孙显笙一看就乐了,他是学生会的,也是学校贴吧的管理员。贴吧里从高一开始传了不少商远的谣言,他从来都不理会,看来今天终于是忍无可忍了。
孙显笙:乱七八糟的太多了,是什么牛鬼蛇神入了您的眼了?
商远扔过来一条链接,孙显笙点进去一看,竟然是一个古早的校草评选链接,他记得商远被投了个第一,并没有什么太离谱的内容。
他又往底下翻了翻,看见盖起来的一栋离谱的楼——竟然是互相攀比,看谁更配得上商远的。
孙显笙越翻越觉得离谱,甚至能从一些言论中猜出这个人的身份。
孙显笙:以前没发现啊,原来有这么多人暗恋您老,这还不高兴?
商远:别拱火,赶紧删了。
孙显笙马上就懂,笑嘻嘻地发了条语音:“是不是老婆吃醋了?”
商远:[滚.jpg]
孙显笙笑够了,登上管理员账号把那些乱七八糟的东西删的干干净净。
孙显笙:对了,你今年过年还是回你姥爷家吗?杨一心怎么办?
那边商远坐在床边给杨一心按腰,狐狸舒服得哼哼,指挥他上一点或者下一点,重一点或者轻一点。
他一只手给他按腰,一只手给孙显笙回消息:带他一起。
回完消息他对床上的人说:“我去我姥爷那过年,你跟我回去吧。”
杨一心回头:“不合适吧?”
“有什么不合适的?”
“谁过年不是在自己家呀,你姥爷又不认识我,这么过去太唐突了。”
大家过年都是在自己家,家人一起其乐融融,可是杨一心早就没有家人,商远不可能让他一个人孤零零的在这儿,说:“没事儿,我姥爷有阿尔兹海默症,经常连我都不认识,你过去不唐突。”末了又加了一句,“带你回去见家长。”
杨一心忍不住嘴角上扬,对见家长这个说法很喜欢。
临近年关,两个人坐飞机南下,其实也不算很南方,中部偏南的地带,多平原,气候温和,少下雪。

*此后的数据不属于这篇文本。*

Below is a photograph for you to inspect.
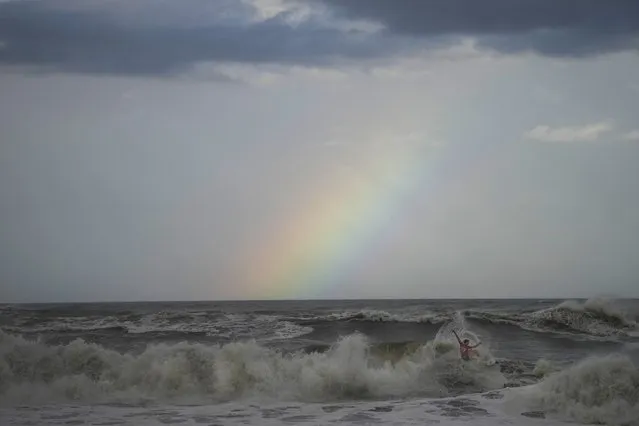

下飞机后又坐了几个小时车,窗外大城市的痕迹慢慢消退,逐渐变成了大片农田,杨一心从小在城市里长大,没见过这么广袤的田野,打开车窗,大自然清新的味道被风送进车里。
他深呼吸着感受这种味道,风吹乱了他的头发,一种脱离束缚的自由感油然而生。
“看,我们快到了。”商远指着远处田间的一片中式建筑群说。
想到那是商远的姥爷家,杨一心忽然紧张起来。
车从平整宽敞的公路转了个弯,过一座小桥驶入田间的水泥路,道路一侧种着一排水杉,另一侧是一条水沟,他们经过一个村庄,里面传来鸡鸣狗吠声。
小路很窄,车放慢了车速,一个骑着摩托车的大叔却熟稔快速地从轿车旁穿过,发动机发出噪音很快就远去,消失在田间。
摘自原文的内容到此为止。